Dana-Farber Cancer Institute
Project Term: July 1, 2023 - June 30, 2025
Our research focuses on the preclinical evaluation of new targeted therapies for high-risk subtypes of childhood AML. We are deploying screening approaches to delete each gene, one-by-one, to identify genes whose deletion leads to death of the leukemia cells. We will evaluate drugs developed against these targets in state-of-the-art models of pediatric AML. Our goal is to translate the most promising findings to clinical trials for children with these very poor outcome subsets of AML.
Leukemia remains the leading cause of cancer in children and the second leading cause of cancer related death in this age group. Remarkable progress has been made in the treatment of the most common type of leukemia in children, acute lymphoblastic leukemia (ALL). In contrast, cure rates for children with acute myeloid leukemia (AML) have lagged behind. One of the more common genetic abnormalities in childhood leukemia, including AML, involves a process known as a translocation in which a chromosome breaks and the fragmented pieces re-attach to a different chromosome. Often these translocations result in the production of a cancer-promoting protein known as a fusion oncoprotein. These fusion oncoproteins, which are only present in the leukemia cells and not in the normal cells, are responsible for the development of the leukemia and needed for the ongoing growth of the leukemia cells. Some of these fusion oncoproteins are associated with a particularly bad prognosis and resistance to standard chemotherapy treatment regimens. This proposal will focus on these subsets of pediatric AML with high-risk fusion oncoproteins and the identification and validation of new targeted drugs for these children.

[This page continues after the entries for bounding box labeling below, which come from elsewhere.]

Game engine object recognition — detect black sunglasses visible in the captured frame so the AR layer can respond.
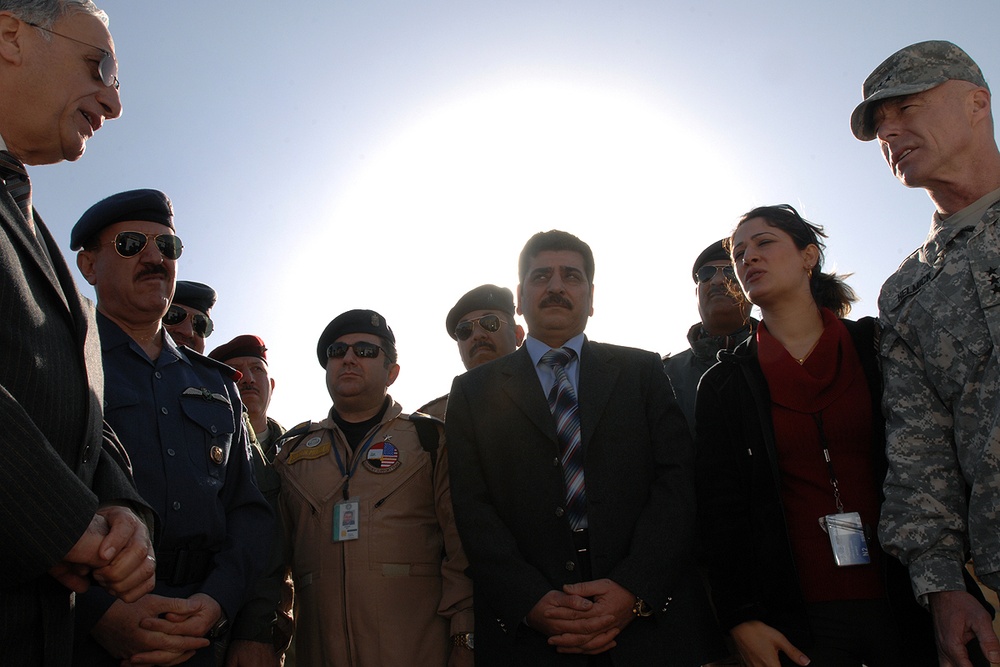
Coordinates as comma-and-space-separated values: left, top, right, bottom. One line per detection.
25, 21, 121, 90
99, 232, 184, 259
695, 264, 736, 283
326, 341, 388, 359
455, 315, 503, 340
163, 306, 215, 338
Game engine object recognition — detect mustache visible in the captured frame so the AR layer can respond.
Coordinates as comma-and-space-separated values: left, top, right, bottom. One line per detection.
538, 294, 573, 310
469, 340, 497, 354
136, 264, 170, 279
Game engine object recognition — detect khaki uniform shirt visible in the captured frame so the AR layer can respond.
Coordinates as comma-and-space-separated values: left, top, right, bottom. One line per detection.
879, 190, 1000, 596
274, 401, 473, 667
417, 394, 448, 421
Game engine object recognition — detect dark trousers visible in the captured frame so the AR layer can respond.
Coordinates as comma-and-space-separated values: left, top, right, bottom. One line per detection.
781, 600, 938, 667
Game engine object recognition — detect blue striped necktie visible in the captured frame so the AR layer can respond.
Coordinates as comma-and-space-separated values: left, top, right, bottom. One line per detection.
0, 151, 35, 234
541, 347, 587, 530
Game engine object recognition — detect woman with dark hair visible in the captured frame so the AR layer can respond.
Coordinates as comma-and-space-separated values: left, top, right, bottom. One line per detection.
696, 205, 937, 667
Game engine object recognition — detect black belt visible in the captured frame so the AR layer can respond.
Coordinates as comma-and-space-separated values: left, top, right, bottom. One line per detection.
156, 549, 215, 586
573, 528, 591, 581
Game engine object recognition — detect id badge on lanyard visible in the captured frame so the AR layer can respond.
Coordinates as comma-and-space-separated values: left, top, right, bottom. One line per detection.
819, 512, 872, 567
813, 413, 872, 567
333, 496, 361, 542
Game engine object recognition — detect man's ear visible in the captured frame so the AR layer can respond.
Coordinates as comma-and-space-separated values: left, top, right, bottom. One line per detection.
969, 88, 993, 124
385, 364, 399, 387
76, 250, 97, 285
0, 12, 26, 65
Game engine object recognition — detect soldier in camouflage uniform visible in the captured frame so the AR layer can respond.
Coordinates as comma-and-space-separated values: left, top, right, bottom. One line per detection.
851, 41, 1000, 665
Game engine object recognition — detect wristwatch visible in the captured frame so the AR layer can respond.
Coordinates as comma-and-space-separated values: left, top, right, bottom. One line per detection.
451, 632, 476, 651
208, 612, 229, 639
632, 598, 653, 618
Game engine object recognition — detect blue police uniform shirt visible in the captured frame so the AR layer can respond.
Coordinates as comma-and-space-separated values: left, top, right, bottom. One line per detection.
97, 313, 274, 620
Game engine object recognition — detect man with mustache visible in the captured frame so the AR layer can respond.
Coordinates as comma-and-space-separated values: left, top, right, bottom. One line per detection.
446, 230, 721, 667
0, 0, 155, 667
851, 41, 1000, 666
418, 284, 524, 419
663, 241, 756, 436
274, 310, 474, 667
70, 190, 274, 666
163, 280, 217, 354
208, 336, 293, 667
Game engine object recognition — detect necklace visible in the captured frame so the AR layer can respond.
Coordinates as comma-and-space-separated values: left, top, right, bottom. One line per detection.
795, 335, 823, 366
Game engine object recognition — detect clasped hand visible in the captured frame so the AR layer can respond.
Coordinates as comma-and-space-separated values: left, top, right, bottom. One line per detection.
526, 579, 635, 655
49, 505, 156, 602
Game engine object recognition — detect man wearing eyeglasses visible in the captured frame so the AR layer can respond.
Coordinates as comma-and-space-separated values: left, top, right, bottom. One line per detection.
209, 336, 293, 667
70, 190, 274, 666
275, 310, 474, 667
0, 0, 154, 666
163, 280, 217, 354
446, 230, 720, 667
663, 241, 756, 436
419, 284, 524, 419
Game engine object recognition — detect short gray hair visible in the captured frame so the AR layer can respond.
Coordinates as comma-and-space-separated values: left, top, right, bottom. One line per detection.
0, 0, 108, 28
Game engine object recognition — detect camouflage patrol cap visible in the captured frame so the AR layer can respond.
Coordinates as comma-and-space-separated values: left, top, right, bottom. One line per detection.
851, 40, 989, 141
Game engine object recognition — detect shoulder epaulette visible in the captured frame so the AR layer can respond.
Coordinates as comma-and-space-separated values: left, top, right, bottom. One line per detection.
178, 346, 243, 382
407, 410, 444, 469
274, 421, 312, 455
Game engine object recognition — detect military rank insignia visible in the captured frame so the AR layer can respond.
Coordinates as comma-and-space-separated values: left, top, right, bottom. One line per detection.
286, 435, 333, 465
365, 436, 399, 475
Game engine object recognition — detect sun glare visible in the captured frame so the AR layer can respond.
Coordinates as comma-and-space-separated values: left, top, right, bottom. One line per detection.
274, 81, 748, 416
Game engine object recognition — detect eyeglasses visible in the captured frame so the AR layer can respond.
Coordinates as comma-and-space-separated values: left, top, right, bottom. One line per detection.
163, 306, 215, 338
326, 340, 388, 359
25, 21, 121, 90
695, 264, 736, 283
99, 232, 184, 259
455, 315, 503, 340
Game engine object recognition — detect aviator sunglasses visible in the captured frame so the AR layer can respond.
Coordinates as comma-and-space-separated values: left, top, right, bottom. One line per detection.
455, 315, 503, 340
163, 306, 215, 338
695, 264, 736, 283
100, 232, 184, 259
25, 21, 121, 90
326, 341, 385, 359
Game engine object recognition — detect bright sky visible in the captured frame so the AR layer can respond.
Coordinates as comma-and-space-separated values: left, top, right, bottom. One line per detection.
31, 0, 1000, 426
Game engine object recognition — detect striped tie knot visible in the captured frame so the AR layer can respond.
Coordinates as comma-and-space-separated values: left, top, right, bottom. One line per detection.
0, 151, 34, 224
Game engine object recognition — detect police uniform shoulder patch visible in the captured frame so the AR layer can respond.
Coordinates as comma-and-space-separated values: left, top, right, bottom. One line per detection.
364, 436, 400, 475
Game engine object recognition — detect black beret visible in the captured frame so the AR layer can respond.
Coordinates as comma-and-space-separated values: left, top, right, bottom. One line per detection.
208, 334, 267, 362
316, 310, 396, 368
171, 280, 218, 313
691, 241, 732, 282
69, 189, 174, 250
444, 285, 514, 340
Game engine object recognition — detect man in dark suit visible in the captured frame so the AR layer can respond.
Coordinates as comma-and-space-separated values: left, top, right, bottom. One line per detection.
0, 0, 154, 665
446, 231, 718, 667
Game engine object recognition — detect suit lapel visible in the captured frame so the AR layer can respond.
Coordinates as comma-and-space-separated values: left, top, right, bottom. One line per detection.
577, 341, 618, 451
0, 196, 69, 310
495, 346, 559, 445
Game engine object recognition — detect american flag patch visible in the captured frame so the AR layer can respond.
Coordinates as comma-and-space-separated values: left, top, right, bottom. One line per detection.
365, 442, 399, 472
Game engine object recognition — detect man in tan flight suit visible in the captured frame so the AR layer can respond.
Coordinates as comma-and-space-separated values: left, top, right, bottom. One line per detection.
275, 310, 473, 667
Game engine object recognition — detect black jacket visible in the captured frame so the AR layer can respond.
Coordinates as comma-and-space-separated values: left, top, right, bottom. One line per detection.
695, 317, 936, 664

Our laboratory has used an approach known as CRISPR-Cas9 to delete each gene, one-by-one, in the genome in over twenty AML cell line models and to study the impact of deletion of that gene in the AML cells. In doing so, we have identified genes that when deleted lead to the inability of AML cells to grow. Using this approach, we have identified several candidate drug targets for high-risk, fusion positive childhood AMLs and will focus on two high priority candidates. Both targets have chemical inhibitors developed against them, including FDA-approved drugs. In this proposal, we will use both genetic and chemical approaches to evaluate the impact of removing or inhibiting these targets on state-of-the-art models of childhood AML. It is our goal to translate promising findings from these studies to next-generation clinical trials for children with these devastating subtypes of pediatric AML.